DQ: Why does he need to tell her? Does she mean she doesn’t want her to hear it in the papers, or because father and daughter are close? Why can’t they both tell her?
The promise of the show’s opening scene has now been fulfilled. Our first question has been answered: What was in the telegram? But the question now is: Who are James and Patrick. And why is their death a big deal? We must keep watching in order to know the answer to that question.
Cut to: man’s feet with cane walking down a dark corridor. Ominous.
DQ: who is this guy?
O’Brien in a bedroom talking to the two servant girls we met before. “Neither of them were picked up. That’s what he said.” Spike. O’Brien’s presence in the earlier scene has this consequence: she’s got news, and news is currency. All three women talk about the terrible shame. They all know these two guys, but we don’t. O’Brien says, “It’s a complication.” SPIKE.
DQ: Why is it a complication?
Scene going down the stairs: O’Brien explains the line of succession, girls can’t inherit, James and Patrick were going to inherit the title, etc.
So: the DQ is partly answered. What we want to know now is: Why does this matter to Mary?
O’Brien and maids come upon a man. He’s the face on the train we saw in the credits, whose feet we saw coming down the hall. They are surprised to see him standing there. O’Brien accuses him of “pushing in.” Tension. Spike. Not: “Hello, how are you?” but “What the hell are you doing here?”
WTW: This is why O’Brien has to be in this scene. If it was Anna it would be, “Hello, how are you? Nice to meet you.”
He introduces himself as John Bates, the new valet. O’Brien looks down at his leg, his cane, and seems doubtful. Spike. Trouble. Anna tries to make nice.
DQ: Why is his cane a big deal?
Interior Kitchen: Mrs. Hughes asks Bates, “How can you manage?” If you are wondering why his cane is a big deal, the story answers that question with the line, “Because we’ve all got our own work to do.” Aha. Carson greets and welcomes him.
WTW: This is why it’s important that Mr. Bates is not already AT downton when the story begins: because his introduction to the staff and their rank is OUR introduction. Mrs. Patmore: what about all them stairs? He says, I can manage. More tension. He exits room. “Well, I can’t see that lasting long,” O’Brien says.
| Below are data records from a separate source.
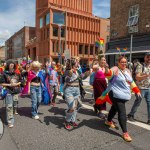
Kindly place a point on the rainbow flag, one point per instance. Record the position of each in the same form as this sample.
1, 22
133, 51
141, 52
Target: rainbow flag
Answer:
124, 49
101, 42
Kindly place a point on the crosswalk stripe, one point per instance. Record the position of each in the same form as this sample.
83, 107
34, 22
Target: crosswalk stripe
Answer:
136, 123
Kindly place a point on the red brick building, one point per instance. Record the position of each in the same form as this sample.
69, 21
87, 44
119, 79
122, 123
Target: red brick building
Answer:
67, 24
2, 53
130, 18
16, 44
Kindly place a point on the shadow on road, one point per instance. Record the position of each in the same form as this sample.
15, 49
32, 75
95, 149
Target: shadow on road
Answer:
94, 123
58, 121
57, 111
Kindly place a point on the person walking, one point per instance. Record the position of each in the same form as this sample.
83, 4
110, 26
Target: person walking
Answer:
99, 86
12, 82
54, 83
142, 75
72, 94
35, 88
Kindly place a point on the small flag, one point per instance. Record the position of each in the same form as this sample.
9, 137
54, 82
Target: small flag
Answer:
118, 49
124, 49
101, 42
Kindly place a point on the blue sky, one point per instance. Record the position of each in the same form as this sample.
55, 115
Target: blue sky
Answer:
14, 14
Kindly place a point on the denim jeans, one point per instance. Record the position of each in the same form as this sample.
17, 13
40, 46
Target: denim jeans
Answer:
36, 97
11, 102
145, 94
72, 96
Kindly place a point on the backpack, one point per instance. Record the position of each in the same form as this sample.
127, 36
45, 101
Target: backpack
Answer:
3, 93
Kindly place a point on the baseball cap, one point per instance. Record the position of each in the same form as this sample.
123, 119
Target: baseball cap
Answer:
148, 53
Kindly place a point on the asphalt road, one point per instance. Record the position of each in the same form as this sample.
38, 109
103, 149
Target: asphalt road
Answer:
49, 133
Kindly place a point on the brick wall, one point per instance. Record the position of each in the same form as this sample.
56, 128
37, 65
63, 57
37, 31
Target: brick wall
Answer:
120, 13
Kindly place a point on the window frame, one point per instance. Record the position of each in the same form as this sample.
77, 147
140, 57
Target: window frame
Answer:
133, 15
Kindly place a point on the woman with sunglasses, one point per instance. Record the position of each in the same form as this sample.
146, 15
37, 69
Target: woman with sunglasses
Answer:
119, 89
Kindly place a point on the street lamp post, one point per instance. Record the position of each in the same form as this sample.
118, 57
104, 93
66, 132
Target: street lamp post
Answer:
131, 46
60, 49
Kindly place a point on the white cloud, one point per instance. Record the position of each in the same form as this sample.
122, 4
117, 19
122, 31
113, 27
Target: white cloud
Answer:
20, 13
101, 8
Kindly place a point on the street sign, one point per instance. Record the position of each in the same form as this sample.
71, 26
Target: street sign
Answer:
67, 54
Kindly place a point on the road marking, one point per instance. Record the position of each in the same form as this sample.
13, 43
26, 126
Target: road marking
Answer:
136, 123
140, 124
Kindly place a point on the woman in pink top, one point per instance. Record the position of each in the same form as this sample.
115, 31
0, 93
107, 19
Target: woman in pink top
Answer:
99, 86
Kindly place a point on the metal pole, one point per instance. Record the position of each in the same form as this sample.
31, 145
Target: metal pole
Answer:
131, 48
60, 46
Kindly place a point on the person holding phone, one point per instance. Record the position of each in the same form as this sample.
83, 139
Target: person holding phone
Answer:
119, 91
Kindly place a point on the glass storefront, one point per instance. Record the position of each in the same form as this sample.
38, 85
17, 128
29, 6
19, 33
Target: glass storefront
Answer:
41, 22
47, 18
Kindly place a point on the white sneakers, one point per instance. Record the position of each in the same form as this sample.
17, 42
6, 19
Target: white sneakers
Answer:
35, 117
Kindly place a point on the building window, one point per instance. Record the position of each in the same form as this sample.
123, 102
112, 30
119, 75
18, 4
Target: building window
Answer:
80, 49
58, 18
41, 22
91, 50
96, 50
55, 31
47, 18
53, 43
62, 32
133, 29
86, 50
133, 15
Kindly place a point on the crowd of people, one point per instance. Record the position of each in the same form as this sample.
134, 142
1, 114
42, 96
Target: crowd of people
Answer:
43, 82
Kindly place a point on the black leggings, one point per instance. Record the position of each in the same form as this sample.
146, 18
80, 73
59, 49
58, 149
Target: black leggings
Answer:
118, 106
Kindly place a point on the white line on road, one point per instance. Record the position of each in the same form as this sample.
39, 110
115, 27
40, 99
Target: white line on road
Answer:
136, 123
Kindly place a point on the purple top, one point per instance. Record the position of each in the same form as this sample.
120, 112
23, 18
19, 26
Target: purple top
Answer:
99, 75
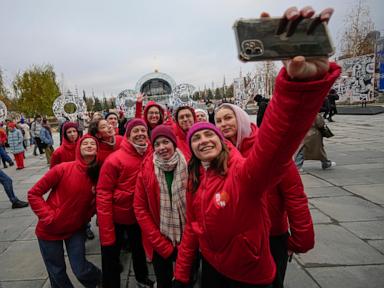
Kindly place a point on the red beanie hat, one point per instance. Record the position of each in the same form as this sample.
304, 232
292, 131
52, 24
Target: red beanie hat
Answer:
165, 131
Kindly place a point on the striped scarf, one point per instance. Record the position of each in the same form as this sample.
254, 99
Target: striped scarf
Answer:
172, 214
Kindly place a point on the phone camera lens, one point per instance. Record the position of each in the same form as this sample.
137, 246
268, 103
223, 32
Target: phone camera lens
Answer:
248, 51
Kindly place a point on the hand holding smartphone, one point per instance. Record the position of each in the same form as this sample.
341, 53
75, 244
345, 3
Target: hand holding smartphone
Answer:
283, 38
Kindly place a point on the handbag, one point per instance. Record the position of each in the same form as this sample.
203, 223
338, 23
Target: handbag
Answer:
326, 132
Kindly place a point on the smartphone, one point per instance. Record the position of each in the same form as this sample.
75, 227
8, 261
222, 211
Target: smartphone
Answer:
262, 39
Shot of staircase. Bates looking up.
At the top, servants’ rooms. Bates is breathing hard, sweating. Spike. We feel for him. Bates sees his room. Camera stops to pan around. Compared to the luxurious rooms we’ve seen, it’s nothing. But the music is light and hopeful and Bates coos, “Oh yes.” He’s smiling. A throw-away moment has been made to matter. Later, we’ll learn why it matters—he desperately needs this job.
Interior, library: Mary asks, “Does this mean I’ll have to go into full mourning?” We’ve returned to the DQ of why those deaths matter to Mary, why she needs to be told. In response to her question, her father is grim and reproachful. “My first cousin and his son are almost certainly dead.” She’s momentarily chagrined. There’s a spike. “We’ll all be in mourning,” he says. “No I mean with the other thing.” WHAT OTHER THING? Then we learn: Patrick, her cousin, was her unofficial fiancé? No one knew about the engagement outside the family, and her father says that mourning him openly is up to her. She says, “Well that’s a relief,” and at that moment we see Lady Mary as her father does, as an honest but cold person, someone who is relieved that she won’t have to pretend to mourn a fiancé she didn’t love. There’s a look of recognition that passes between them.
And thus: Lady Mary’s character arc is established. She begins as someone we don’t like much, a cold person who gradually thaws over the course of the show. This scene is why many audience members don’t like her—because we were introduced to her at her worst, so to speak, character flaw and all. But it’s what makes her interesting, this coldness. And because she was the very first Upstairs character we saw, we know that SHE is who we’re going to be with for the long haul.
We are 13:46 into the show.
One thing I’ve learned by watching (and re-watching) Downton is that my internal EEG voltage meter spikes in every single scene.
Novels must produce a similar kind of energy.